When it comes to ordering scans or blood tests, Science 37’s remote physicians are licensed in the states they cover, meaning they can order the tests just like any other doctor in the region. The resulting data is transmitted through computers, which is standard practice in 2017, Craft noted. Above all, the remote monitoring just requires robust software and a sprinkling of good old-fashioned collaboration.

“Logistically, we have a policy called radical collaboration,” he explained. “So we work closely with lab companies, nursing companies. Most of the stuff we do ourselves when it comes to taking care of the patients and all the logistics of shipping drugs. But we do engage with the local healthcare ecosystem of the patient as well.”

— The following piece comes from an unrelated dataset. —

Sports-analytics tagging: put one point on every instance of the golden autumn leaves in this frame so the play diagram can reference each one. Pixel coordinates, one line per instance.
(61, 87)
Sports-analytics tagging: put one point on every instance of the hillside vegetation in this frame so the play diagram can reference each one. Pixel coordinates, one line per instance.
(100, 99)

As far as the FDA goes, every clinical trial is different. Overall, Craft said the agency is not dismissive; they too want to streamline the process and improve the quality of the data collected. Therein lies some of the other benefits of the patient-centric approach.

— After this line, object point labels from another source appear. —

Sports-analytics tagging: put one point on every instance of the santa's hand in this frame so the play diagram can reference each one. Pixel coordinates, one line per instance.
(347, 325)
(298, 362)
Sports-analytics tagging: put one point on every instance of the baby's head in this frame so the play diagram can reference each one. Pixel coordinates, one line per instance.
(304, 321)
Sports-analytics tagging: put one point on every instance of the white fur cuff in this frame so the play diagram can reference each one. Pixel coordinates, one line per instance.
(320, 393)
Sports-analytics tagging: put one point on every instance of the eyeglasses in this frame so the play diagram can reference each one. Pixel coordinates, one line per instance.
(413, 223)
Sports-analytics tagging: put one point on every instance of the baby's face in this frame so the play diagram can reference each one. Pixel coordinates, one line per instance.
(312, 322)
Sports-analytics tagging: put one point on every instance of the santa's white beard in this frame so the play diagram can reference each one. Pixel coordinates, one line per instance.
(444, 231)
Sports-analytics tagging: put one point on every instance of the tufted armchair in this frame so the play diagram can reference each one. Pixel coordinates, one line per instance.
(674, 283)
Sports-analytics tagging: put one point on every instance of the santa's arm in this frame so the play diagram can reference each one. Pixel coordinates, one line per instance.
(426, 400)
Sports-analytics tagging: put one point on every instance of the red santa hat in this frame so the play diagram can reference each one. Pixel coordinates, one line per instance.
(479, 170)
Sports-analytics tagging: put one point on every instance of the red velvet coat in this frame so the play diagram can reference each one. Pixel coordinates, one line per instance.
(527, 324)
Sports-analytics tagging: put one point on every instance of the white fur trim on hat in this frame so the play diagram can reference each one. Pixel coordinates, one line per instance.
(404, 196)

Craft believes a “site-less” clinical trial can deliver more authentic data on the individual’s habits, use, and response to therapies or devices. They’re in their natural environment after all.

At the same time, participants aren’t bound by geography when it comes to clinical trial inclusion. Much has been written about the lack of diversity in clinical trials (a vast majority of participants are white), along with the clustering of trials in major urban healthcare centers. Science 37’s telemedicine model democratizes access by reaching patients through social media platforms, Google, disease advocacy groups and more.

As Craft told MedCity News in January, empowering participants translates to empowered trials.

“We built an entire business around the idea that if you make it easier for patients to participate, it will improve recruitment for clinical trials and make [the process] faster,” he said.

Since an early partnership with Genentech, Science 37 has run drug and device trials in oncology, dermatology, psychiatry, neurology and diabetes. It works at a variety of scales in phases two through four.

The latest funding round will go towards company expansion and, given the global nature of drug development, a push overseas. The company also hopes to recruit more talent in all four areas of expertise.

Amgen Ventures also participated in the funding round, along with existing investors Lux Capital, Redmile Group, dRx Capital (a Qualcomm and Novartis collaboration), and Sanofi Ventures.